A: The Bidi Algorithm (UAX #9) gives different default Bidi_Class property values to certain ranges of unassigned codepoints: see the discussion of the Bidi Class in UCD.html for details. This is different than the general policy of giving a single default value to all unassigned codepoints. Also look at the UCD file DerivedBidiClass.txt which assigns Bidi_Class values to the unassigned codepoints (anything not mentioned in that file belongs to class L).

Note: for each Unicode property, UCD.html also summarizes where to find the data for the property values, and the default value used for unassigned characters.

Q: Unicode now treats the SOFT HYPHEN as format control (Cf) character when formerly it was a punctuation character (Pd). Doesn't this break ISO 8859-1 compatibility?

A: No. The ISO 8859-1 standard defines the SOFT HYPHEN as "[a] graphic character that is imaged by a graphic symbol identical with, or similar to, that representing hyphen" (section 6.3.3), but does not specify details of how or when it is to be displayed, nor other details of its semantics. The soft hyphen has had a long history of legacy implementation in two or more incompatible ways.

Unicode clarifies the semantics of this character for Unicode implementations, but this does not affect its usage in ISO 8859-1 implementations. Processes that convert back and forth may need to pay attention to semantic differences between the standards, just as for any other character.

In a terminal emulation environment, particularly in ISO-8859-1 contexts, one could display the soft hyphen as a hyphen in all circumstances. The change in semantics of the Unicode character does not require that implementations of terminal emulators in other environments, such as ISO 8859-1, make any change in their current behavior.

Q: Where can I find the numerical values of characters with the Hexadecimal Digit (Hex_Digit) property?

A: The Unicode Standard provides the Hex_Digit property, which specifies which characters are hexadecimal digits: 0-9, A-F, a-f, and their fullwidth equivalents. (The ASCII_Hex_Digit property specifies the intersection of the Hex_Digit property and the Basic Latin block.) There is no table in the UCD mapping the hexadecimal digit characters to their values, analogous to the Numeric_Value property.
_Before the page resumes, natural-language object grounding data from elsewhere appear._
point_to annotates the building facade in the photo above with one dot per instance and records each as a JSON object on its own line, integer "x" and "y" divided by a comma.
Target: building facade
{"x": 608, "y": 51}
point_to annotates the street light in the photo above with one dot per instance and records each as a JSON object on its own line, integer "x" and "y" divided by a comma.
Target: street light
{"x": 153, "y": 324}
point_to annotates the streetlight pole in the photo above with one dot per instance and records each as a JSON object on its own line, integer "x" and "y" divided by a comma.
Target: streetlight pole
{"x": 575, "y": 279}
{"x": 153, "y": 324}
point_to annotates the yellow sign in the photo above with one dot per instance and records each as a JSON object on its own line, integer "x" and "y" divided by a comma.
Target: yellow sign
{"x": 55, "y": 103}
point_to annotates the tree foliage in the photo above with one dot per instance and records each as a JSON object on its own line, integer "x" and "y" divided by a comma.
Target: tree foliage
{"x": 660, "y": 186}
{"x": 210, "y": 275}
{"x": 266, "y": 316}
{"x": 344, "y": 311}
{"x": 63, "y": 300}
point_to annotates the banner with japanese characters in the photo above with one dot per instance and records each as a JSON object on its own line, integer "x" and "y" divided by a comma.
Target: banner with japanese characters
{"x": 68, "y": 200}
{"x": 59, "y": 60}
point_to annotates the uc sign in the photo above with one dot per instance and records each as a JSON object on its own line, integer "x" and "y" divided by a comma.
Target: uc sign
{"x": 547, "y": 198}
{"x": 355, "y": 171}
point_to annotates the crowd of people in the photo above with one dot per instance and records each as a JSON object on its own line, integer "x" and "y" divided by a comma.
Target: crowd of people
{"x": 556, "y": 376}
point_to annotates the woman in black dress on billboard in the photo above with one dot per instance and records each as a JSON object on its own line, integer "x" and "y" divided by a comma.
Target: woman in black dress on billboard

The table linked here removes this real, if trivial, gap. [JC]

Q: Why is the hacek accent called "caron" in Unicode?

A: Nobody knows.

Legend has it that the term was first spotted in one of the 'giant books' from the '30s at Mergenthaler Linotype Company in Brooklyn, NY; but no one has been able to confirm that.

More accurate reports trace the term back to the mid '80s where we do have documented sightings of "caron" in publications such as:

  • The TypEncyclopedia by Frank Romano, ISBN: 0-835-21925-9, Libraries Unlimited; 1984
    p. 6 shows the mark with the notation "caron/hacek/clicka"

  • IBM's Green Book which has an original copyright date of 1986.
    "Caron Accent" appears on p. K-432, in a table entitled "Diacritic Mark Special Graphic Characters."
    National Language Support Reference Manual. 4th ed. 1994. (National Language Design Guide, 2)

  • SGML & Adobe documentation in this 1986 reference

Unicode and ISO 8859-x just carried the tradition along.

In an article published in 2001: "Orthographic diacritics and multilingual computing",  J.C. Wells - a linguist at the University College in London - writes:
"The term ‘caron’, however, is wrapped in mystery. Incredibly, it seems to appear in no current dictionary of English, not even the OED."

Whoever the originator is, we suspect that he has probably taken his secret to the grave by now. [Various authors]